Sort::Key - the fastest way to sort anything in Perl


Sort-Key documentation Contained in the Sort-Key distribution.

Index


Code Index:

NAME

Top

Sort::Key - the fastest way to sort anything in Perl

SYNOPSIS

Top

  use Sort::Key qw(keysort nkeysort ikeysort);

  @by_name = keysort { "$_->{surname} $_->{name}" } @people;

  # sorting by a numeric key:
  @by_age = nkeysort { $_->{age} } @people;

  # sorting by a numeric integer key:
  @by_sons = ikeysort { $_->{sons} } @people;

DESCRIPTION

Top

Sort::Key provides a set of functions to sort lists of values by some calculated key value.

It is faster (usually much faster) and uses less memory than other alternatives implemented around perl sort function (ST, GRT, etc.).

Multikey sorting functionality is also provided via the companion modules Sort::Key::Multi, Sort::Key::Maker and Sort::Key::Register.

FUNCTIONS

This module provides a large number of sorting subroutines but they are all variations off the keysort one:

  @sorted = keysort { CALC_KEY($_) } @data

that is conceptually equivalent to

  @sorted = sort { CALC_KEY($a) cmp CALC_KEY($b) } @data

and where CALC_KEY($_) can be any expresion to extract the key value from $_ (not only a subroutine call).

For instance, some variations are nkeysort that performs a numeric comparison, rkeysort that orders the data in descending order, ikeysort and ukeysort that are optimized versions of nkeysort that can be used when the keys are integers or unsigned integers respectively, etc.

Also, inplace versions of the sorters are provided.

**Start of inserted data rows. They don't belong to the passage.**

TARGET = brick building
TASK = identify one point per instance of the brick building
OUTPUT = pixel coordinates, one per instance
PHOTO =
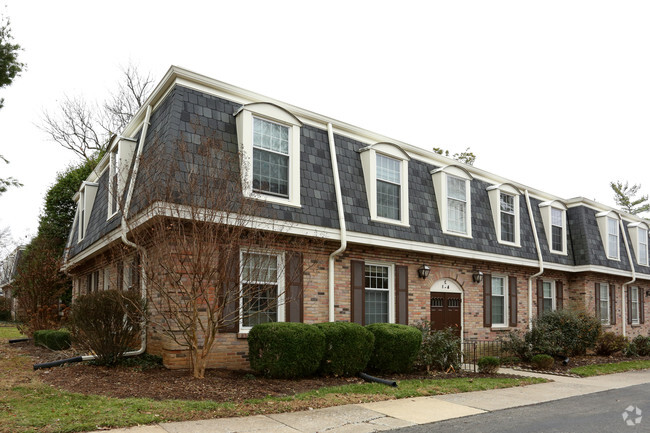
(407, 234)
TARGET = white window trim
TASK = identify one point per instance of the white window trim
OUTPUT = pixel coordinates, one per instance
(506, 306)
(609, 305)
(603, 219)
(276, 114)
(635, 230)
(494, 194)
(553, 294)
(439, 178)
(369, 166)
(391, 287)
(281, 283)
(636, 321)
(546, 210)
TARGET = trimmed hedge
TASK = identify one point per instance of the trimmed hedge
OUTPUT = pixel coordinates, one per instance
(396, 347)
(285, 350)
(348, 347)
(488, 364)
(53, 339)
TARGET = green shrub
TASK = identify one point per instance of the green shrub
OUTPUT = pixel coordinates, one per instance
(488, 364)
(396, 347)
(610, 343)
(542, 362)
(440, 350)
(639, 346)
(348, 347)
(107, 323)
(567, 332)
(285, 350)
(53, 339)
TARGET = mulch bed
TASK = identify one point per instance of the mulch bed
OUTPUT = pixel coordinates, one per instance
(160, 383)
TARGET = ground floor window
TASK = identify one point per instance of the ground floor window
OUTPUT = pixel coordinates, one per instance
(377, 288)
(261, 289)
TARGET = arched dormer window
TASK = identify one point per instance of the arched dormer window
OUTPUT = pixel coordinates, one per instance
(452, 185)
(385, 171)
(269, 143)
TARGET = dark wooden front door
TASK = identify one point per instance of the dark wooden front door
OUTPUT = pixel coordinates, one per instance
(445, 310)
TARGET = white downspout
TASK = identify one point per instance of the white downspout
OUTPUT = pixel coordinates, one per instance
(339, 207)
(539, 257)
(125, 213)
(629, 258)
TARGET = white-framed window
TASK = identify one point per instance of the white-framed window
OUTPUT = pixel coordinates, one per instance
(555, 223)
(379, 297)
(639, 240)
(269, 144)
(261, 297)
(612, 238)
(604, 303)
(634, 305)
(385, 172)
(388, 187)
(499, 301)
(548, 296)
(452, 185)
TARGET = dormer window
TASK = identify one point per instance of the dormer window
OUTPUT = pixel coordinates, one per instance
(452, 185)
(269, 144)
(554, 219)
(504, 200)
(639, 239)
(608, 223)
(385, 171)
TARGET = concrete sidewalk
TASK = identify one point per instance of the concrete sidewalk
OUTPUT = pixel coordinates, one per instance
(387, 415)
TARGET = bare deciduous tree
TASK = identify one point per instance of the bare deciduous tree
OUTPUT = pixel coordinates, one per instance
(214, 259)
(85, 127)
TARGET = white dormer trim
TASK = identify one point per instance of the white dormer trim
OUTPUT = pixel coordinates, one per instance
(272, 113)
(604, 219)
(494, 194)
(639, 242)
(86, 199)
(546, 209)
(440, 178)
(369, 165)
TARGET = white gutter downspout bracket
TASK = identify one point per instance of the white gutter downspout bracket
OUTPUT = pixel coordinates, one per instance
(341, 212)
(539, 257)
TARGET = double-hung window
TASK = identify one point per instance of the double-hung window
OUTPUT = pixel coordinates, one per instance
(499, 304)
(507, 208)
(456, 205)
(604, 303)
(377, 294)
(634, 305)
(557, 230)
(261, 289)
(388, 187)
(612, 238)
(270, 158)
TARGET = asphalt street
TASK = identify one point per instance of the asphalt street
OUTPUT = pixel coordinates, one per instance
(620, 410)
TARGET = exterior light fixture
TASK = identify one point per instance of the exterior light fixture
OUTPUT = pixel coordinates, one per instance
(423, 271)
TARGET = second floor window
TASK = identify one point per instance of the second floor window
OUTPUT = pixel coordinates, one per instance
(507, 208)
(388, 187)
(270, 158)
(456, 204)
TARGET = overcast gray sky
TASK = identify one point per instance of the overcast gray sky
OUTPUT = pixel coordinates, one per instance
(552, 94)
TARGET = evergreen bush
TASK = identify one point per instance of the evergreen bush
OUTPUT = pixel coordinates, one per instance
(285, 350)
(348, 347)
(396, 347)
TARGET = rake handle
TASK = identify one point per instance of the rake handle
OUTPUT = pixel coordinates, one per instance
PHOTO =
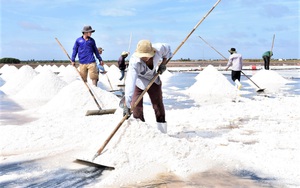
(150, 84)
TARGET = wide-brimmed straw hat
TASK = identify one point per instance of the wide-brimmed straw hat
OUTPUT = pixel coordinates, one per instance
(144, 49)
(232, 50)
(124, 53)
(87, 28)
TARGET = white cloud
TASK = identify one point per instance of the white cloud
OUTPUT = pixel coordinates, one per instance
(118, 12)
(33, 26)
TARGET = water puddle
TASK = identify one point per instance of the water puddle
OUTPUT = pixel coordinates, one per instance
(211, 178)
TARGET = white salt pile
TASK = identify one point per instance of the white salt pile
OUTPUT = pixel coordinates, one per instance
(39, 68)
(8, 71)
(42, 88)
(106, 67)
(61, 68)
(69, 74)
(114, 74)
(21, 78)
(166, 76)
(212, 87)
(54, 68)
(75, 98)
(269, 80)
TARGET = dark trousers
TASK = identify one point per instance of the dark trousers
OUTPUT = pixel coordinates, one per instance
(236, 75)
(266, 62)
(155, 94)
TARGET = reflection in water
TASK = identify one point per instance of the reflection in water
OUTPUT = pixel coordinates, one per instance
(8, 107)
(211, 178)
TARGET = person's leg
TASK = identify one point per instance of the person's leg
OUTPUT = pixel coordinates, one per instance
(122, 74)
(92, 69)
(268, 63)
(238, 75)
(138, 110)
(265, 58)
(155, 94)
(83, 71)
(233, 75)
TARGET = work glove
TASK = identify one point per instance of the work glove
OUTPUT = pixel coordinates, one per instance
(161, 68)
(127, 111)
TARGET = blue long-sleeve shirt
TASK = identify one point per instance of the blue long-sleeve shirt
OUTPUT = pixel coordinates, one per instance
(85, 50)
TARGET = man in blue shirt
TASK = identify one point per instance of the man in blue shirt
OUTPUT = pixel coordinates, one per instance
(266, 57)
(85, 47)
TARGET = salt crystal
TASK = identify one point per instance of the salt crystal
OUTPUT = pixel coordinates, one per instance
(21, 78)
(212, 87)
(43, 87)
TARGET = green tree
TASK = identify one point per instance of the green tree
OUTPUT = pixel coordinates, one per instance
(9, 60)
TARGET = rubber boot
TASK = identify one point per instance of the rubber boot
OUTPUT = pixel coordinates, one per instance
(238, 84)
(162, 127)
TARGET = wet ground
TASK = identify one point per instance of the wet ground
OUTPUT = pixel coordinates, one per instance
(34, 174)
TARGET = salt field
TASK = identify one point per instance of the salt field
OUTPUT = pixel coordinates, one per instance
(217, 134)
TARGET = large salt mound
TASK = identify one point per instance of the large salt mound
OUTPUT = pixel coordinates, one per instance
(269, 80)
(8, 71)
(212, 87)
(61, 68)
(69, 74)
(166, 76)
(111, 79)
(76, 98)
(43, 87)
(21, 78)
(39, 68)
(54, 68)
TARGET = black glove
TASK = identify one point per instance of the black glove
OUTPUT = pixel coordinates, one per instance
(127, 111)
(161, 68)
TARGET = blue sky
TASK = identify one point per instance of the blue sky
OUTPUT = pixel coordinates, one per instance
(29, 27)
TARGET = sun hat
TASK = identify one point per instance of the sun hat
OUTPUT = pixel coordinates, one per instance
(100, 49)
(144, 49)
(232, 50)
(124, 53)
(87, 29)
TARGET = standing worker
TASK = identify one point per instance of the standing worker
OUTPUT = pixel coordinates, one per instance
(100, 65)
(142, 68)
(236, 61)
(121, 64)
(85, 47)
(266, 57)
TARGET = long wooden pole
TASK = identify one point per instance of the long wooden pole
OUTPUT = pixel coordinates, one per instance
(150, 84)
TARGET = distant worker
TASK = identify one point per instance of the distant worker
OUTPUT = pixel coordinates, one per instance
(121, 64)
(236, 61)
(85, 47)
(266, 57)
(100, 65)
(142, 68)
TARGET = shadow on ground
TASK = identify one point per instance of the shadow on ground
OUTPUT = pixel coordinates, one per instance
(31, 174)
(211, 179)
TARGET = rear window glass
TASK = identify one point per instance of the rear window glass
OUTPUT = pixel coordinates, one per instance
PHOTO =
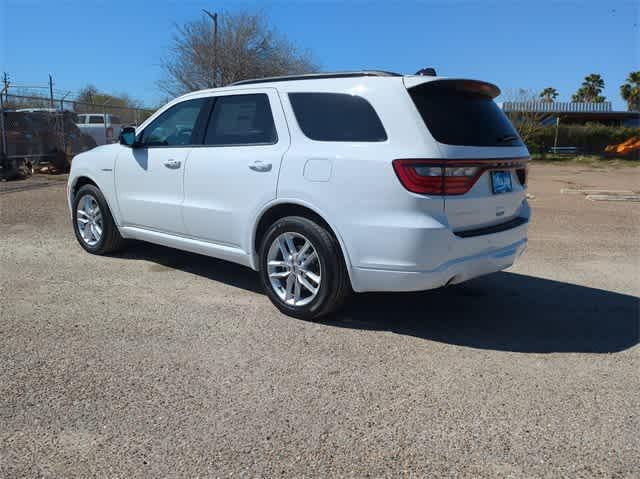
(336, 117)
(241, 120)
(456, 117)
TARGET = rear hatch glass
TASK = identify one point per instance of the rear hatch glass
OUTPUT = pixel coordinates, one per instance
(481, 149)
(458, 112)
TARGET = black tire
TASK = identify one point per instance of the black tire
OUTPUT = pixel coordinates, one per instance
(110, 240)
(335, 286)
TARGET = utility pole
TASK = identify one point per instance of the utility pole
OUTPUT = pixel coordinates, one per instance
(5, 80)
(555, 141)
(51, 90)
(214, 18)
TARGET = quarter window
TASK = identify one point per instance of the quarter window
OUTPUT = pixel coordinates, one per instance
(176, 126)
(336, 117)
(241, 120)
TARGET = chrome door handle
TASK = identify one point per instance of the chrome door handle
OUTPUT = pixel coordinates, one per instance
(260, 166)
(173, 164)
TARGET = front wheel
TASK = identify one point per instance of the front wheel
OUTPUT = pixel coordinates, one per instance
(93, 224)
(302, 269)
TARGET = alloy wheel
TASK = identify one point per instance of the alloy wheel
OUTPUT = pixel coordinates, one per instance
(294, 269)
(89, 220)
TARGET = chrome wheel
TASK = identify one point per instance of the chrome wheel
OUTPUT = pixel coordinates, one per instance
(294, 269)
(89, 220)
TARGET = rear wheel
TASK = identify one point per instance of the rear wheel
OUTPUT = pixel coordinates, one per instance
(302, 268)
(93, 224)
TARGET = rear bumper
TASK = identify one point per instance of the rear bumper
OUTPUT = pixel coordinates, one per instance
(461, 259)
(451, 272)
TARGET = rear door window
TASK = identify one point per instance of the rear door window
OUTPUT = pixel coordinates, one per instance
(336, 117)
(458, 117)
(241, 120)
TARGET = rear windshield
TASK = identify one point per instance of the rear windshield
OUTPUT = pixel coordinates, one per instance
(457, 117)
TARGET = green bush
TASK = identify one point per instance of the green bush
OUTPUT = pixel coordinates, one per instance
(591, 138)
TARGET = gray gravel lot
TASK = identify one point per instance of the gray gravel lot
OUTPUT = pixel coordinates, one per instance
(159, 363)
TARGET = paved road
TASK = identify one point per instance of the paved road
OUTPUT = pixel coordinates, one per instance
(157, 363)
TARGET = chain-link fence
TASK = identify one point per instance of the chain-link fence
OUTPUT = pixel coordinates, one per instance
(37, 130)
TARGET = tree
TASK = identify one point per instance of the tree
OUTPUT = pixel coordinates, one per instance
(549, 94)
(630, 91)
(246, 48)
(589, 91)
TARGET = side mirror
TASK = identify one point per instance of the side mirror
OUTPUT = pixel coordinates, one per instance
(128, 137)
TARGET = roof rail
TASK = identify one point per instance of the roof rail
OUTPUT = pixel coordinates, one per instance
(319, 76)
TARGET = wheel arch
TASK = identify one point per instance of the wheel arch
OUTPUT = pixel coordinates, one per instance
(283, 208)
(84, 178)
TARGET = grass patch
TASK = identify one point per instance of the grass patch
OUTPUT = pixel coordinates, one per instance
(585, 160)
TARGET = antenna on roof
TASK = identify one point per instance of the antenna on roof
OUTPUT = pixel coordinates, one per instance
(428, 72)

For instance

  keysort_inplace { CALC_KEY($_) } @data

that is equivalent to

  @data = keysort { CALC_KEY($_) } @data

but being (a bit) faster and using less memory.

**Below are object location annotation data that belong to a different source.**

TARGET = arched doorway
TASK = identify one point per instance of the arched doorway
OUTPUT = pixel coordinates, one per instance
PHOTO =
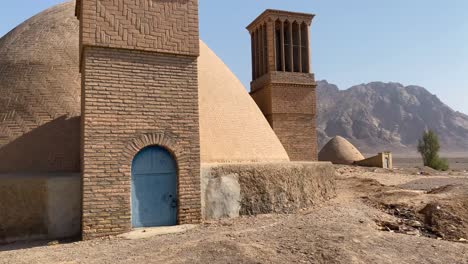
(154, 188)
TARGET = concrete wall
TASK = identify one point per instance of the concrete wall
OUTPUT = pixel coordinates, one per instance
(139, 88)
(230, 190)
(39, 206)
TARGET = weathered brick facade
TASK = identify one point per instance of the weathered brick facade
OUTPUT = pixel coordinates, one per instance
(139, 88)
(282, 85)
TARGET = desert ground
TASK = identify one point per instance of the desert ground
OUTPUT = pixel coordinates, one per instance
(405, 215)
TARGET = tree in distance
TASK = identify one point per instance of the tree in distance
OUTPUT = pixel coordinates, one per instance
(428, 147)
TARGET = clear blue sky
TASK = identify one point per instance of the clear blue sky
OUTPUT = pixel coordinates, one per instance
(420, 42)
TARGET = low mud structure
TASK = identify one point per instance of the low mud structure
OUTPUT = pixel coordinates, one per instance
(353, 227)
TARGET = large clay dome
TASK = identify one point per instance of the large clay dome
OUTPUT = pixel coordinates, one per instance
(40, 102)
(340, 151)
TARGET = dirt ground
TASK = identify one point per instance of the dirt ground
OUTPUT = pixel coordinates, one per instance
(379, 216)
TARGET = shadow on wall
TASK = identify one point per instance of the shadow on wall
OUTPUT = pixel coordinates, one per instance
(52, 147)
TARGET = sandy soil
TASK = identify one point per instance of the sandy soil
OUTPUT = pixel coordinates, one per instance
(368, 222)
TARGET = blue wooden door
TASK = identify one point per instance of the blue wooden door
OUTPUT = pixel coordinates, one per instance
(154, 188)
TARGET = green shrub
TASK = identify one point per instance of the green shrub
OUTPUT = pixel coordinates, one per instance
(428, 147)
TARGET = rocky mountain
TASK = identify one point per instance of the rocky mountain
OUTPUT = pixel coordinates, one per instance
(388, 116)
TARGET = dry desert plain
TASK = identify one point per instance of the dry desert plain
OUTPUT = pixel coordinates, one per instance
(406, 215)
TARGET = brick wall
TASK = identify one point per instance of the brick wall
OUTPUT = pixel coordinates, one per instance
(139, 88)
(151, 25)
(133, 99)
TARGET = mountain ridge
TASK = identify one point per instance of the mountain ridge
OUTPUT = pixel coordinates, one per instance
(380, 116)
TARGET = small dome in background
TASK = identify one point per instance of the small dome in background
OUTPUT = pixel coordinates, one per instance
(40, 103)
(340, 151)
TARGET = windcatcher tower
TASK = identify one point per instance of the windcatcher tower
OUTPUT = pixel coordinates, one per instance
(139, 91)
(283, 85)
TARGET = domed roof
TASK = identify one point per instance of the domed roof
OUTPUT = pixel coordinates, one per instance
(340, 151)
(40, 102)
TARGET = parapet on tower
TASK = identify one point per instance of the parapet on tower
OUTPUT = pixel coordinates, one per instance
(282, 83)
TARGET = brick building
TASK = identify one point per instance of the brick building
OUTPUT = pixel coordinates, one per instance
(127, 101)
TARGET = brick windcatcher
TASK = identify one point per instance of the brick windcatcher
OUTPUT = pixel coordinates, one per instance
(282, 83)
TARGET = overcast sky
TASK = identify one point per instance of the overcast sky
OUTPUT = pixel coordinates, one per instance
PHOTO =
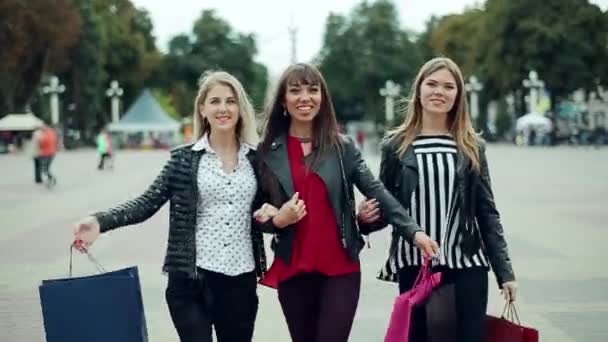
(269, 20)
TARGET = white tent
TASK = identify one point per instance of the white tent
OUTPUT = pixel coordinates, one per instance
(535, 121)
(20, 122)
(145, 115)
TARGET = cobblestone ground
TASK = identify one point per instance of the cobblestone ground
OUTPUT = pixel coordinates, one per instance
(553, 203)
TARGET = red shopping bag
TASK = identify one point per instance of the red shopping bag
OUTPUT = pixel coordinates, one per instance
(399, 326)
(508, 328)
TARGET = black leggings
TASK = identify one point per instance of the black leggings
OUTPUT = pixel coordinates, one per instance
(228, 303)
(471, 302)
(319, 308)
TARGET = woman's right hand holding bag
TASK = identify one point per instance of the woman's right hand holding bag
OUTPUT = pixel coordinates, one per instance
(86, 231)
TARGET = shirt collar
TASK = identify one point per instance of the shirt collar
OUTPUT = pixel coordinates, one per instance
(203, 145)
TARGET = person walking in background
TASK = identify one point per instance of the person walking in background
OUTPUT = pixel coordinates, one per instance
(308, 171)
(435, 164)
(35, 152)
(215, 251)
(104, 149)
(48, 146)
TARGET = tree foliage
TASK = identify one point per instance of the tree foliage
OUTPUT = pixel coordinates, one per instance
(360, 53)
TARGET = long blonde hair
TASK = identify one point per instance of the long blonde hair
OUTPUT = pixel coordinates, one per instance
(246, 126)
(459, 120)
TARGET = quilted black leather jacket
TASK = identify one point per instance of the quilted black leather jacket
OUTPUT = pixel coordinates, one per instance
(177, 183)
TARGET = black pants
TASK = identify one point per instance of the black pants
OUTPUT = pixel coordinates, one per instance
(471, 302)
(228, 303)
(45, 167)
(319, 308)
(102, 160)
(37, 170)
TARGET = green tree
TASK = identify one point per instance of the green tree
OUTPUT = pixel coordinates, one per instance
(34, 36)
(376, 49)
(564, 40)
(212, 45)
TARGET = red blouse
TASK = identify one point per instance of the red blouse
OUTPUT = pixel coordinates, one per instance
(317, 247)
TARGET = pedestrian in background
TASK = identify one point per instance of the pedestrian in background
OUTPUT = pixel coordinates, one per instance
(104, 149)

The full list of subroutines that can be imported from this module follows:

keysort { CALC_KEY } @array

returns the elements on @array sorted by the key calculated applying { CALC_KEY } to them.

Inside { CALC_KEY }, the object is available as $_.

For example:

  @a=({name=>john, surname=>smith}, {name=>paul, surname=>belvedere});
  @by_name=keysort {$_->{name}} @a;

This function honours the use locale pragma.

nkeysort { CALC_KEY } @array

similar to keysort but compares the keys numerically instead of as strings.

This function honours the use integer pragma, i.e.:

  use integer;
  my @s=(2.4, 2.0, 1.6, 1.2, 0.8);
  my @ns = nkeysort { $_ } @s;
  print "@ns\n"

prints

  0.8 1.6 1.2 2.4 2

rnkeysort { CALC_KEY } @array

works as nkeysort, comparing keys in reverse (or descending) numerical order.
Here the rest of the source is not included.